The rare Seelbach sighted at Chez Henri

Seelbach Hotel

Recently, after a kindly bartender at Eastern Standard sent me home with a bottle of hard-to-find Peychaud’s bitters, I mixed my first Seelbach, a bourbon-and-Champagne-based cocktail born in 1917 at the Seelbach Hotel in Louisville, Kentucky. Oh my god, was it good. I assumed I would never encounter this rare drink outside my own living room. Then one night I met Scott Holliday, bar manager at the Cambridge restaurant Chez Henri. When he took my order, I simply told him that I liked whiskey drinks. A few minutes later, he placed a bubbly, reddish cocktail on my bar napkin — a Seelbach! I wanted to marry the guy. I’m a sucker for drinks that top spirits off with Champagne. Mysteriously, the bubbles both accentuate and mellow the bourbon and bitters, and as a whole the Seelbach conjures up dueling memories of wedding toasts and camping trips. Try this recipe:

The Seelbach (from Gary and Mardee Regan’s New Classic Cocktails)
1 oz bourbon
1/2 oz Cointreau
7 dashes Peychaud’s bitters
7 dashes Angostura bitters
5 oz Champagne
Pour the liquor and bitters into a Champagne flute and stir. Add Champagne and stir again. Garnish with an orange twist.

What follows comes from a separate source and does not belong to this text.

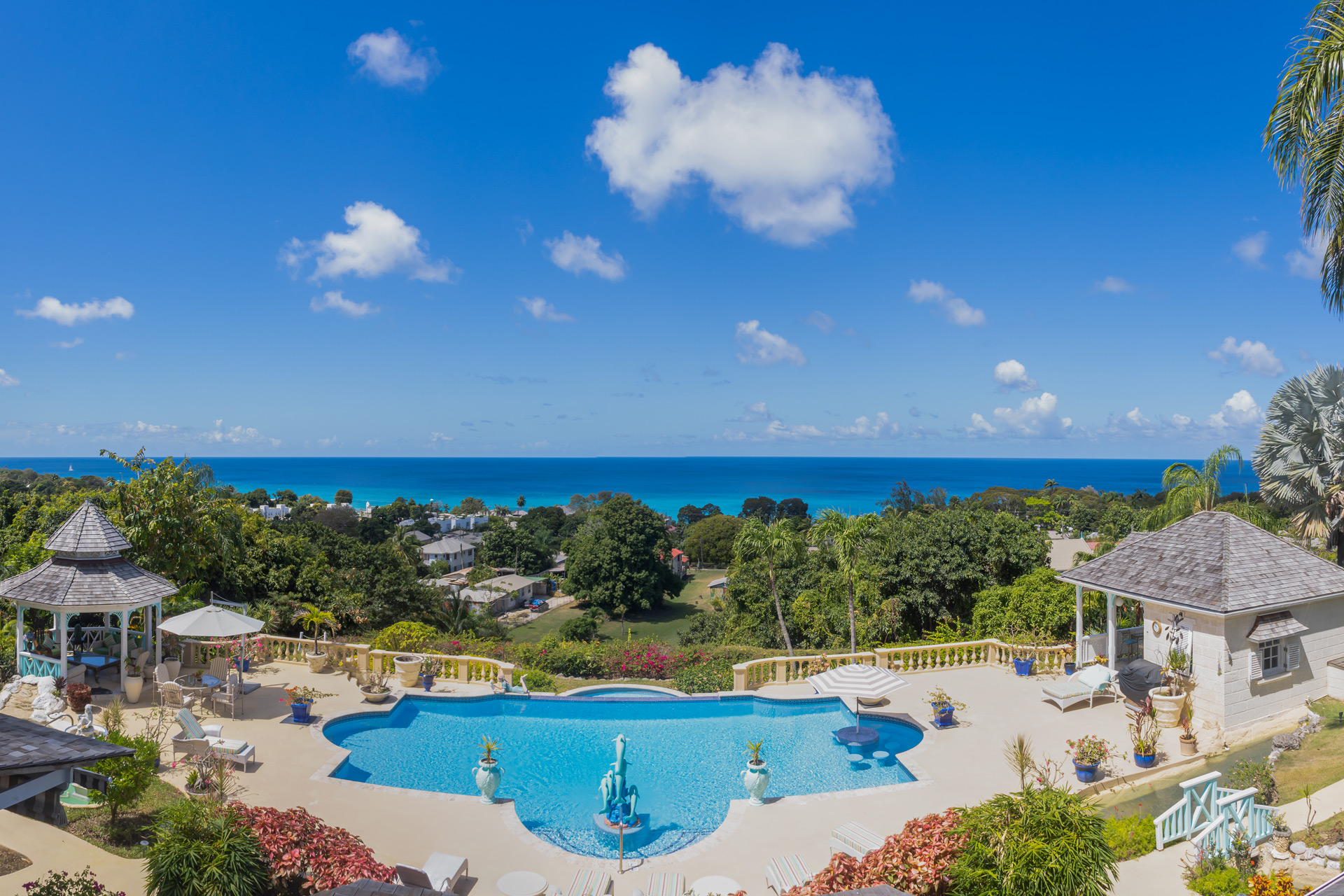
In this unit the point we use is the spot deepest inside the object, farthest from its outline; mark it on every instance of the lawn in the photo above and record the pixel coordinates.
(134, 825)
(1322, 758)
(664, 624)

Note: I prefer to stir the liquor and bitters lightly over ice and then strain them into the Champagne flute before adding the Champagne. It makes a pleasantly chilled drink that is not so cold or watered down that it dulls the spirits’ character.

Permalink | Filed under Boston bars, Cocktails, Whiskey |

4 Responses to “The rare Seelbach sighted at Chez Henri”

  1. Walt

    I made one last night which my boss and I sampled. It was delicious but not cold enough since the bourbon, cointreau, and bitters were at room temperature. I could try stirring those ingredients with ice before straining the solution into the flute and then adding the sparkling wine, but there’s going to be some dilution.

  2. ljclark

    Walt, you are correct. The recipe as cited makes a drink that isn’t cold enough. When I make Seelbachs, I stir all the ingredients minus the champagne over ice for, oh, 10 seconds. This doesn’t water them down too much and makes a really pleasant drink. Make sure your champagne is nice and cold, too. I’ll amend this recipe with this recommendation.

  3. Walt

    Thanks, Lauren. Sounds good. We will give it another shot.

  4. Andre Terreault

    I had one just this past week, at the suggestion of a co-worker … a Seelbach from Louisville …

    Unfortunately, it was however lacking the Peychaud’s bitters as the bar did not have them, and did not know the recipe, they made form a book).

    The results was less than stellar, very very bitter tasting. (to make things worse, we tried after dessert.)